A Hybrid Random Forest and CNN Framework for Tile-Wise Oil-Water Classification in Hyperspectral Images
Mehdi Nickzamir, Seyed Mohammad Sheikh Ahamdi Gandab
TL;DR
The study tackles oil-water classification in hyperspectral images under severe class imbalance by introducing a tile-wise hybrid framework that couples Random Forest with a convolutional neural network. The RF handles high dimensional spectral data while the CNN refines probability maps to capture spatial context, yielding improved recall, F1, and AUC. On the HOSD dataset, the approach achieves a recall of 0.85, F1 of 0.84, and AUC of 0.99, representing improvements over baselines by notable margins.
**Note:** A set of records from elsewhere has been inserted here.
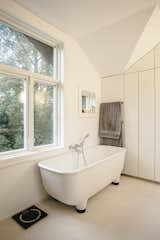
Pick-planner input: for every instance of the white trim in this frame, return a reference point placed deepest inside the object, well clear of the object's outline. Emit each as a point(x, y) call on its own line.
point(30, 78)
point(28, 29)
point(24, 73)
point(19, 157)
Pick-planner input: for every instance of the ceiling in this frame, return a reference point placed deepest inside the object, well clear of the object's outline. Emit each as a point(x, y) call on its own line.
point(106, 30)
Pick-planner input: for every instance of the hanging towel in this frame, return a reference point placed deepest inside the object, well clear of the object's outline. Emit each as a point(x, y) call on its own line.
point(110, 124)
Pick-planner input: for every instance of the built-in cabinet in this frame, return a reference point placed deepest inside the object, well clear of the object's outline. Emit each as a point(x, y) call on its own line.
point(139, 89)
point(142, 123)
point(131, 122)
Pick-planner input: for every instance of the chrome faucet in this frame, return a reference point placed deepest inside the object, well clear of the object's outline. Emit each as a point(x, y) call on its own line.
point(79, 148)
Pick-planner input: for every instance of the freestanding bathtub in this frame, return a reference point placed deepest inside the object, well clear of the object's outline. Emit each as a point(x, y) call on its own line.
point(73, 181)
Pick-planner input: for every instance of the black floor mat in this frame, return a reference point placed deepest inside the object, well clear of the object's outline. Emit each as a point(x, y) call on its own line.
point(29, 216)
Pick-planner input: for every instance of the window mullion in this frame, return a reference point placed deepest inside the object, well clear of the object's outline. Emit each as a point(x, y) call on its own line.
point(31, 114)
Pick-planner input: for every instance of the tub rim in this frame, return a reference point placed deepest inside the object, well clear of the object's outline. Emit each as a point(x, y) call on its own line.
point(41, 166)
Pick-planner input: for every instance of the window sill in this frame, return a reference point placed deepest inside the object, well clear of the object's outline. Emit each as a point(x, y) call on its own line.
point(8, 160)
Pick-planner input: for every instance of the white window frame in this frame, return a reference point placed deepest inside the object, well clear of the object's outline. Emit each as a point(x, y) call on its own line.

This tile wise spectral-spatial fusion demonstrates robust and context aware oil spill detection with potential for scalable environmental monitoring.
Abstract
A novel hybrid Random Forest and Convolutional Neural Network (CNN) framework is presented for oil-water classification in hyperspectral images (HSI). To address the challenge of preserving spatial context, the images were divided into smaller, non-overlapping tiles, which served as the basis for training, validation, and testing. Random Forest demonstrated strong performance in pixel-wise classification, outperforming models such as XGBoost, Attention-Based U-Net, and HybridSN. However, Random Forest loses spatial context, limiting its ability to fully exploit the spatial relationships in hyperspectral data. To improve performance, a CNN was trained on the probability maps generated by the Random Forest, leveraging the CNN's capacity to incorporate spatial context. The hybrid approach achieved 7.6% improvement in recall (to 0.85), 2.4% improvement in F1 score (to 0.84), and 0.54% improvement in AUC (to 0.99) compared to the baseline. These results highlight the effectiveness of combining probabilistic outputs with spatial feature learning for context-aware analysis of hyperspectral images.